Ayer, al estar en el Tribunal de Magistrados de Melbourne, sentí una mezcla de alivio e indignación. ¿Mi crimen? Exigir justicia para los refugiados abandonados por el gobierno laborista. ¿Mi castigo? Ocho meses de buena conducta y una multa de 200 dólares. No hubo condena, pero esto no fue justicia.
Todo comenzó con una protesta el 4 de mayo del año pasado. Cincuenta personas, unidas en nuestra demanda de visas permanentes para 10.000 refugiados abandonados por el gobierno laborista, ocuparon la oficina del ministro de Inmigración, Andrew Giles, en Thomastown. Nuestro mensaje fue claro: estas personas merecen algo mejor.
Pero en lugar de abordar nuestras preocupaciones (que miles de personas han quedado en el limbo y en riesgo de deportación bajo las políticas federales de refugiados del Partido Laborista), enviaron a la policía para expulsarnos. Me acusaron de ocho cargos, incluida una acusación escandalosa de que agredí a un oficial de policía (un trabajador de emergencia). Fue un intento de silenciar e intimidar a quienes se niegan a guardar silencio sobre la difícil situación de estos refugiados.
El cargo de agredir a un trabajador de emergencia conlleva una sentencia obligatoria de seis meses de cárcel. Promulgada durante la pandemia para proteger a los paramédicos, ahora se está utilizando como arma contra los activistas políticos. Las autoridades estaban enviando un mensaje: protesten bajo su propio riesgo.

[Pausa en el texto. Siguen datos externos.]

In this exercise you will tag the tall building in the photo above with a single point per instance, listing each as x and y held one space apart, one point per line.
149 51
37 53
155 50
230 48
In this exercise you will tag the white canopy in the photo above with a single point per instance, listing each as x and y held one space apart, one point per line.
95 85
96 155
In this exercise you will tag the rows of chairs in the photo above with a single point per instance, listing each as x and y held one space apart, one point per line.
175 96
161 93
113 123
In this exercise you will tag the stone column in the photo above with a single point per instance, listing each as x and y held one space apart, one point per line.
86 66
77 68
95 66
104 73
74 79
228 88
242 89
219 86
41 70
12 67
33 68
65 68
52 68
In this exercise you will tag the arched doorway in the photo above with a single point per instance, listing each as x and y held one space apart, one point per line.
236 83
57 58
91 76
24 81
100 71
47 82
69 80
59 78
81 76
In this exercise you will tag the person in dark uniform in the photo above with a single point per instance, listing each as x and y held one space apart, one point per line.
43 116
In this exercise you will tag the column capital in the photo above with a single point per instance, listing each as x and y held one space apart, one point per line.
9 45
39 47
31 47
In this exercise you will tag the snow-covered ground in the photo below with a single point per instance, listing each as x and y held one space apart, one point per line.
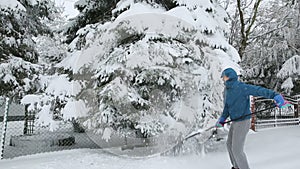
277 148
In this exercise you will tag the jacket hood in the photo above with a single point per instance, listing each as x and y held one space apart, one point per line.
233 77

Al final, después de negociaciones con el fiscal, me aconsejaron que me declarara culpable de agredir a la policía y resistirme al arresto a cambio de que la policía retirara otros seis cargos. Fue un trago amargo, pero no tenía otra opción.
Lo que quizás sea más escandaloso es la hipocresía de todo esto. Me hicieron pasar por el sistema de justicia por atreverme a protestar por la inacción del ministro. Pero el ministro no enfrenta consecuencias por el terrible trato que el gobierno da a los refugiados y solicitantes de asilo. Las personas que supervisan la injusticia viven en un relativo lujo. Quienes se oponen a la injusticia reciben cargos policiales. ¿Dónde está la “justicia” en eso?

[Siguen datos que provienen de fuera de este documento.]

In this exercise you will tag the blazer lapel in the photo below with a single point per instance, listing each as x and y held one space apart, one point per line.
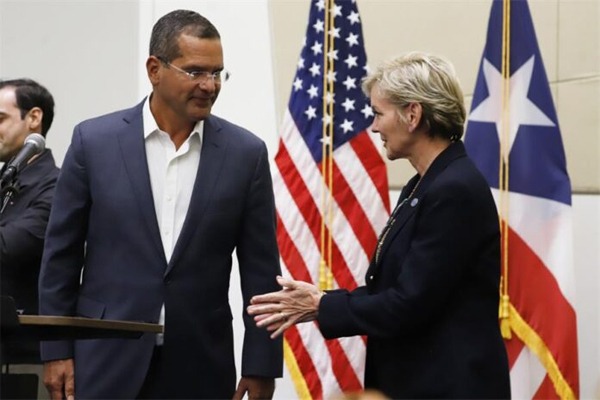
133 153
454 151
212 155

No se trata sólo de mi experiencia; se trata de fallas más amplias de nuestro sistema político cuando se trata de refugiados. El Partido Laborista ha fracasado repetidamente en mostrar una pizca de humanidad. Es el partido que introdujo la detención obligatoria. Es el partido que decidió ser cómplice de la guerra total del Primer Ministro liberal John Howard contra los refugiados a finales de los años 1990 y principios de los 2000.
También es el partido que introdujo procesos de selección mejorados que llevaron a la deportación forzosa de más de 1.000 refugiados a Sri Lanka y reabrió la detención en el extranjero.

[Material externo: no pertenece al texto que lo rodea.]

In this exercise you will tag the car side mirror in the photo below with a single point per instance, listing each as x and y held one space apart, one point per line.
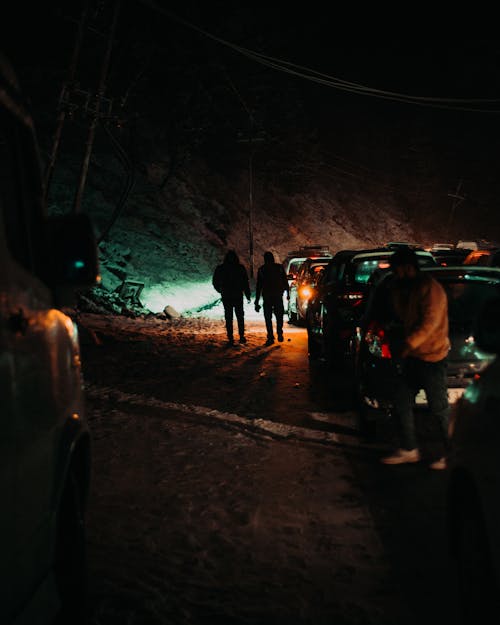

Después de nueve años en el desierto, este partido regresó al poder con la promesa de ser más compasivo. Sin embargo, mientras yo luchaba contra estos cargos, el ALP anunció nuevas medidas bárbaras: leyes de deportación que podrían destruir las vidas de miles de refugiados. En lugar de ofrecer esperanza a los necesitados, han perpetuado un sistema de crueldad e indiferencia.
Durante años, el Partido Laborista ha complacido la política del miedo, demonizando a los refugiados para obtener beneficios políticos. Ha dado la espalda a quienes más necesitan ayuda, todo en nombre de la conveniencia electoral. Es un legado vergonzoso.
Es el ALP el que debería ser juzgado, no los activistas refugiados.
Aran Mylvaganam es uno de los fundadores del Consejo Tamil para Refugiados.